Date: Thu, 10 Nov 2005 19:07:36 -0500
Reply-To: Arthur Tabachneck <art297@NETSCAPE.NET>
Sender: "SAS(r) Discussion" <SAS-L@LISTSERV.UGA.EDU>
From: Arthur Tabachneck <art297@NETSCAPE.NET>
Subject: Re: about data quality
You've already gotten quite a bit of good advice and, not knowing whether
you are working as an analyst, researcher, programmer or administrator, I'm
not sure if my additional two cents worth will add anything.
I work in the insurance industry. Our data, and how it is processed, is
extremely well defined and documented. Those who collect the data are
trained via that documentation regarding what to enter, when, and when to
submit the information.
However, the data entry staff don't always perfectly conform to the rules,
thus we maintain a vast series of error-checking routines which mirror the
documentation and return any submitted data that doesn't conform to the
But is identifying, documenting and cross-checking all of the rules
sufficient?
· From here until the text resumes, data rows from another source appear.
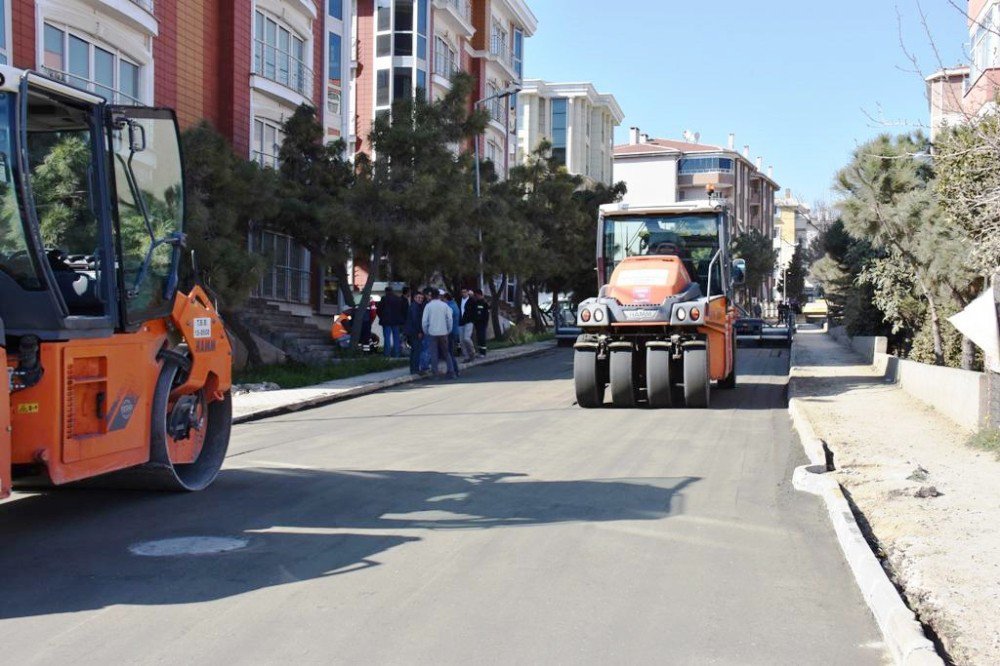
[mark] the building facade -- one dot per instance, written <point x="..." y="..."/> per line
<point x="959" y="94"/>
<point x="577" y="120"/>
<point x="666" y="170"/>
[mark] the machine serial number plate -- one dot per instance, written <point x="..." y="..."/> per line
<point x="203" y="327"/>
<point x="641" y="315"/>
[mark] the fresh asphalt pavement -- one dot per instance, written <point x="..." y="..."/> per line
<point x="483" y="520"/>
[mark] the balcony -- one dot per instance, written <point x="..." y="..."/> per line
<point x="293" y="77"/>
<point x="460" y="10"/>
<point x="138" y="13"/>
<point x="500" y="51"/>
<point x="110" y="94"/>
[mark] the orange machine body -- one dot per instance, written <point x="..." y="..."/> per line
<point x="91" y="412"/>
<point x="650" y="280"/>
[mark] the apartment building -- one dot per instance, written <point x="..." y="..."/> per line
<point x="452" y="30"/>
<point x="956" y="95"/>
<point x="577" y="120"/>
<point x="656" y="170"/>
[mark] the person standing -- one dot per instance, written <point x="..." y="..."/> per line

No! Useful, yes, maybe even essential if you really want or
need accurate information. But, only by knowing your data can you
eventually get to a point of knowing what more you need to look at. In my
own work, we have been able to go beyond the rules once we attained a decent
understanding of the data. Since the data I work with constitutes annual
information which we have been collecting for about the past thirty years or
so, we have been able to identify unexplainable year-to-year changes which,
simply, didn't appear to make sense.
What I'm getting at is that data providers are people too and exhibit
people-like behavior, sometimes behavior that conflicts with the notion of
quality data. Yes, they will (given all of the rules and checks) reliabily
enter data which meets the rules. Not necessarily valid data, but extremely
consistent. A seventeen character Vehicle Information Number (VIN) is a
good example. It, too, has all kinds of documented rules, but if a data
entry person can't complete their task without entering a valid number, and
don't have the real number available, they might just submit their own VIN.
Hey, meets all of the rules, won't get bounced back as being an error, but
is clearly invalid data.
As such, we look for indefensible year-to-year, company-to-company,
season-to-season, etc., changes in ALL of our data. I consider such
continual studies essential to improving data quality, but would be the
first to agree that we still aren't capturing all errors.
<firstname.lastname@example.org> wrote in message
> Recently,I made some mistakes about data quality,some times because I
> did not understand data well,some times because I did not know SAS
> well,some times because I was careless.So could anyone tell me your
> experience how to control data quality.
> Thanks in advance